Kisah tak berhenti di Giannis. Pada NBA 2020-2021, pemain Serbia, Nikola Jokic, juga terpilih sebagai MV.
Raihan Giannias dan Jokic tercatat dalam buku sejarah NBA. Untuk kedua kalinya dalam sejarah NBA, tidak ada pemain Amerika yang menyabet MVP selama tiga musim berturut-turut.
Sosok sebelum Giannis dan Jokic adalah legenda NBA, Steve Nash. Nash menyabet dua dari tiga penghargaan MVP antara 2004 dan 2007, dan Ia adalah warga negara Kanada.
Kehadiran bintang non-AS sepetinya memang "disetel" secara sengaja oleh NBA. Kehadiran Giannis, Jokic, Luka Doncic, dan Rudy Gobert telah membuat bola basket sekarang terasa lebih mendunia dari sebelumnya.
Keempat pemain itu juga digambarkan sebagai "penantang" yang seimbang atas talenta-talenta Amerika Serikat.

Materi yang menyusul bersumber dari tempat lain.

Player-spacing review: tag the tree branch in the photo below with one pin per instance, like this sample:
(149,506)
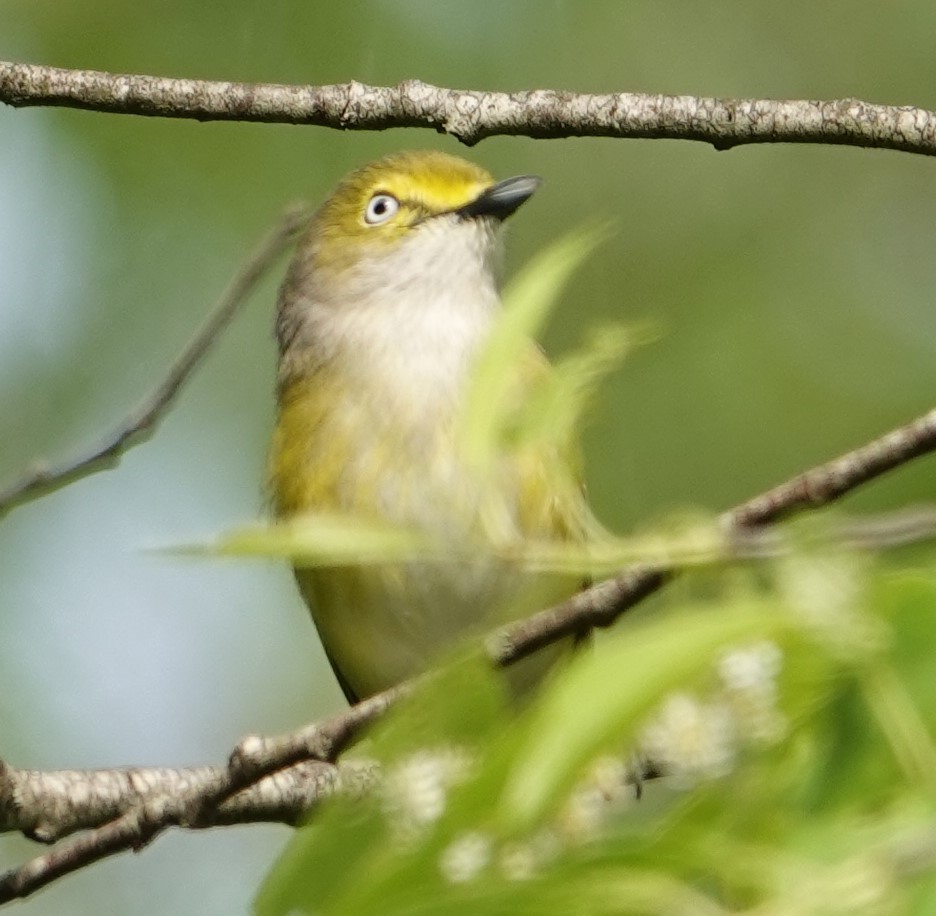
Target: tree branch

Doncic yang berpaspor Slovenia dinobatkan sebagai Rookie of the Year pada tahun 2019, serta masuk dalam tim All-Star selama dua musim terakhir. Sementara Gobert yang berkebangsaan Prancis terpilih sebagai Defensive Player of the Year sebanyak tiga kali dan masuk tim All-Star dua kali. Kualitas yang bukan kaleng-kaleng.
Sejak era Yao Ming
Keseriusan NBA menyebarkang tayangannya ke seluruh dunia dimulai pada 2002, saat NBA mulai membangun pasar dari Cina.

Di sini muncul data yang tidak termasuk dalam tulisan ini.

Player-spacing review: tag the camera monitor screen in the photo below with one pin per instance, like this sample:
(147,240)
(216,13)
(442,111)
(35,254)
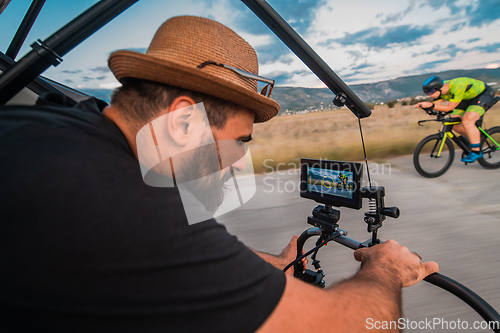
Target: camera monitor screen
(333,183)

Laporan Varity pada 2020, NBA mendapat peningkatan besar dalam pendapatan dari bisnisnya di luar negeri.
Program NBA Cina yang diluncurkan tahun 2008 kini diperkirakan bernilai lebih dari 4 miliar dolar AS, dan perkembangan ini disebut mengubah cara liga menjalankan kompetisi.
Ketika Yao Ming pertama kali melantai di NBA pada tahun 2002 sebagai pemain NBA Cina ketiga, NBA seakan memiliki "bahan marketing" potensial.

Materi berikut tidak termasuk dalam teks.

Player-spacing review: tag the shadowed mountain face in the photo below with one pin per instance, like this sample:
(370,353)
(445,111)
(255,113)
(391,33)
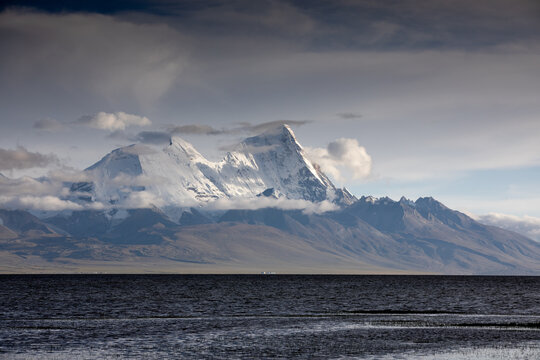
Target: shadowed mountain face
(370,235)
(364,235)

Yao Ming dibingkai sebagai saingan big man terbaik AS saat itu, Shaquille O'Neal. O'Neal memanaskan rivalitas ini dengan membuat komentar menghina diarahkan pada Ming, mengejek aksen Cina.
Rivalitas Yao Ming vs Shaquille O'Neal ini membuat NBA sekarang memiliki hubungan dekat dengan Cina. Lebih-lebih, pecinta basket di Cina punya kedekatan emosional dengan Kobe Bryant, yang disebut mendekati status seperti dewa.
Jatuhnya The Dream Team
Namun, munculnya banyak jagoan dari pemain asing membuat Timnas Amerika Serikat kini tak sekuat era The Dream Team.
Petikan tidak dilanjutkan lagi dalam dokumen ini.